The third reason is the pleasant approach of faculty members to students, and their willingness to help. As the student representative, I got the clear impression that the faculty cares about the teaching level and the attitude towards students, and that there is willingness to involve student representatives in various initiatives. Faculty members are willing to help in different ways: understanding the study material, expansion on interesting topics, directing the student to further references, and resolving academic issues. This is not to be taken for granted in the university environment, and the approach of the faculty adds a lot to the learning experience.

In conclusion, I warmly recommend the faculty of biology at Technion to those interested in studying an ever-changing science, in gaining research experience, and at the same time dwell in a pleasant and supportive environment.

Eyal Resnick, a Molecular Biochemistry student

Before enrolling at Technion, I had a hard time deciding between biology and chemistry studies, and was actually considering dual-degree track. When I attended the “Open Day” at Technion I learned about the Molecular Biochemistry degree which integrates both disciplines in a single, 3-year degree.

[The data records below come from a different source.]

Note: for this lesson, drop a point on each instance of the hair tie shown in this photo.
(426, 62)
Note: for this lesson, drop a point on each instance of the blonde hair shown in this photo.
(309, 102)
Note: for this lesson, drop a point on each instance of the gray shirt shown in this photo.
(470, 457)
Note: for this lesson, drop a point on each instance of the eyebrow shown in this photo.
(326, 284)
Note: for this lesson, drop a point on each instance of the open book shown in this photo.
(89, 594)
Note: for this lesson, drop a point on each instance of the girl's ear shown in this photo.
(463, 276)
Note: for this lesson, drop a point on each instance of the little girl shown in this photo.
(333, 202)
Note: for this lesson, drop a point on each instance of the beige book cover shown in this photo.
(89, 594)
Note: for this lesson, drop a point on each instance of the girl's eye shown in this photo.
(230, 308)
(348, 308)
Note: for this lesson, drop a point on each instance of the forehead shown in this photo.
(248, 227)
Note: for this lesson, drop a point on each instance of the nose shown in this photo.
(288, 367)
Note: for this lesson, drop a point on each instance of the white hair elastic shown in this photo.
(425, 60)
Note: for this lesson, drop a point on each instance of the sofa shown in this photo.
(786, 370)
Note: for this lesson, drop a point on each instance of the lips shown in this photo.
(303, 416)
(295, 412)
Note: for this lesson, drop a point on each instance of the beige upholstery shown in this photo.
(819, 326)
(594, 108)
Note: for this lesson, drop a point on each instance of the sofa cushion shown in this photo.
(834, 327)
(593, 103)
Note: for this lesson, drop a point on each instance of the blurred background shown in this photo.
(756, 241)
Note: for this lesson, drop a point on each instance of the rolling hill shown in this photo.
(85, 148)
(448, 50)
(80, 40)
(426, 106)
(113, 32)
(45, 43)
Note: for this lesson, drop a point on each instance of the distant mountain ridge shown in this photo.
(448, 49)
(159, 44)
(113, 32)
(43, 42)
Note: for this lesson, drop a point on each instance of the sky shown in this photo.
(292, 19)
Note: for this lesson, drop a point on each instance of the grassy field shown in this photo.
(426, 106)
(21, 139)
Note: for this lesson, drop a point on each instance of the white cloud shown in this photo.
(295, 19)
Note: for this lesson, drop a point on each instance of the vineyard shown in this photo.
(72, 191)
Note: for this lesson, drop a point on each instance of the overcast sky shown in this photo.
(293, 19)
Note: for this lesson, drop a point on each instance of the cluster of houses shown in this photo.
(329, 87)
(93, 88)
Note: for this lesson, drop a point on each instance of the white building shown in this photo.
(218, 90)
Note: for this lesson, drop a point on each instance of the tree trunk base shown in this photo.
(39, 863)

 Even though the studies in each field are somewhat less profound than those provided in the full study program in each discipline, there are clear advantages to the broader studies, which open the way to further studies or work in broader areas, as well as providing solutions to research problems from one discipline to the other. An important aspect is the option of graduates of the Molecular Biochemistry program to continue to graduate studies in biology or in chemistry at their will.

Now, towards the completion of the BSc degree, I started research work in a laboratory at the Faculty of Chemistry, where I intend to remain for my MSc research. One of the research topics in this lab is the design of molecules that can aid in the fight against cancer, combining knowledge in biology and in chemistry.

Studies at Technion are not easy, but this is not in vain, this is a world-class institution, as noted in a number of international surveys that appear from time to time.

I wish success to those who decide to join the Molecular Biochemistry track.